Beloved teen romps often get a girly still-in-English retreatment: Mean Girls is Girls Club; Bring It On is Girls United. Some skew particularly literal – 1979’s Alien with “Das unheimliche Wesen aus einer fremden Welt”, “the creepy creature from a foreign world” and 1980’s Airplane! with `Die Unglaubliche Reise in einem verrückten Flugzeug`, “the incredible journey in a crazy plane”.
Some are particularly silly, like Monty Python and the Holy Grail, which is Die Ritter der Kokosnuss, the knights of the coconut. A particularly cute one is Eternal Sunshine of the Spotless Mind, a film about a man who has his memories erased, which becomes simply Vergiss mein nicht!: forget me not!
“There’s actually a whole PhD somewhere within this content,” a friend of mine, who works as a visual archive researcher in the film and television industry, remarks when I show her the reddit list. The whole phenomenon is a great talking point over a beer at the Kino bar, and certainly cause for amusement.

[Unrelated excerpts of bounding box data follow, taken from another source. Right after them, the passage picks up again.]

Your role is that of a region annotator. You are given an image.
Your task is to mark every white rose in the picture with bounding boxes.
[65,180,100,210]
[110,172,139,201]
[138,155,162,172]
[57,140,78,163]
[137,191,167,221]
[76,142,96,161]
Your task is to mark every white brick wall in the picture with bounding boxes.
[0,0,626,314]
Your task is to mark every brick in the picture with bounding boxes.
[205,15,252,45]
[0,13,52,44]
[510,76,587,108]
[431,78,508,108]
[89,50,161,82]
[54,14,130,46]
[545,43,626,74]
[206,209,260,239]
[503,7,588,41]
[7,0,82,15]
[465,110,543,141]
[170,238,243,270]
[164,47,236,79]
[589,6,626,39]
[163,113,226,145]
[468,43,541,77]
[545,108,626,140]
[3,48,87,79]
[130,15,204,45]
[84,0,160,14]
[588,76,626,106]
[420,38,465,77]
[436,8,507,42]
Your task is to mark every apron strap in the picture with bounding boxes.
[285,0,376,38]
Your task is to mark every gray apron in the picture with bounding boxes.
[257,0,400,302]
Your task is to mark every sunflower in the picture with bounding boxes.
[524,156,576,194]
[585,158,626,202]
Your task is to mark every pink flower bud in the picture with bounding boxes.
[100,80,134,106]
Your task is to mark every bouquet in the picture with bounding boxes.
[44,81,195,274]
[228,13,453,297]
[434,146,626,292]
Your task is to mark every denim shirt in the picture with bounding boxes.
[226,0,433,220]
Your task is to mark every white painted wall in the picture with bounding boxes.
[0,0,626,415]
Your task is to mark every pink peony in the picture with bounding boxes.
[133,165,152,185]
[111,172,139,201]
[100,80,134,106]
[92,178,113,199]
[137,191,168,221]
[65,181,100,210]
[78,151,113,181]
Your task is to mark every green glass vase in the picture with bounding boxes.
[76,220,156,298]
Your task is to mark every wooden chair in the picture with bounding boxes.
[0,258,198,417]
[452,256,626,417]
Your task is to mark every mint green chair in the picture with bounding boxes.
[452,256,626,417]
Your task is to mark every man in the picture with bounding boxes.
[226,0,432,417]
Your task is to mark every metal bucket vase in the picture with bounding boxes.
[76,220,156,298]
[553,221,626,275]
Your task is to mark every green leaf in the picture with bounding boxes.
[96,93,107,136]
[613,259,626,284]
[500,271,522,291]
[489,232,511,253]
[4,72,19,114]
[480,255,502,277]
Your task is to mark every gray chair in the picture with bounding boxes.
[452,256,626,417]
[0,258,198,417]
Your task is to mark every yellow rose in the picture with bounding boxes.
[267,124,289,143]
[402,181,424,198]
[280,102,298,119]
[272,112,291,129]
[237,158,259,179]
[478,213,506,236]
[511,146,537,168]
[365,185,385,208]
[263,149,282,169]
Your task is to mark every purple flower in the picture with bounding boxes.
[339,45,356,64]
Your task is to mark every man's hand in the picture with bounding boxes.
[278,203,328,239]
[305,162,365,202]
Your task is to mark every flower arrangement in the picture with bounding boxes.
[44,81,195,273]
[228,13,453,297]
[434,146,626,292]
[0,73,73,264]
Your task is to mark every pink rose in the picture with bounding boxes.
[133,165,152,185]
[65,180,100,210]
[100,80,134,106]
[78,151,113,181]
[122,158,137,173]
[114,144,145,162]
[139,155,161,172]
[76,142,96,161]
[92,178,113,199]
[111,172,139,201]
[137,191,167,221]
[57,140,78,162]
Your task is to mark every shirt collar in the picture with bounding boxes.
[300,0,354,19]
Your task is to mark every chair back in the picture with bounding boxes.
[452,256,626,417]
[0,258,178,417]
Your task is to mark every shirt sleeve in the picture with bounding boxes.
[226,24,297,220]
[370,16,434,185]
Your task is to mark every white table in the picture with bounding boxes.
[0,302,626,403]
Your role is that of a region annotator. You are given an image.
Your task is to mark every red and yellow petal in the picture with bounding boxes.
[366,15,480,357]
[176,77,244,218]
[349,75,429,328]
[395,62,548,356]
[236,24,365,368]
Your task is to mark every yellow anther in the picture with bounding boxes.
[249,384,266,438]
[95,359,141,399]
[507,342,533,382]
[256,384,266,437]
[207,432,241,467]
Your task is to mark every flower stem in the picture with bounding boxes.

It’s an interesting pocket of the German film world, a window into how it interprets film for audiences and how the large international crowds in cities like Berlin fit into the dialogue. I understand it much like I do the German obsession with dubbing – it’s almost as if German distributors take the films and make something entirely new out of them, something that corresponds with the language and fits with the culture.
I may not take on a whole PhD studying English-to-German film titles, but I remain astounded by the complexities of the German language and I enjoy the linguistic differences, the bizarre hiccups and the conversations that film title translation creates.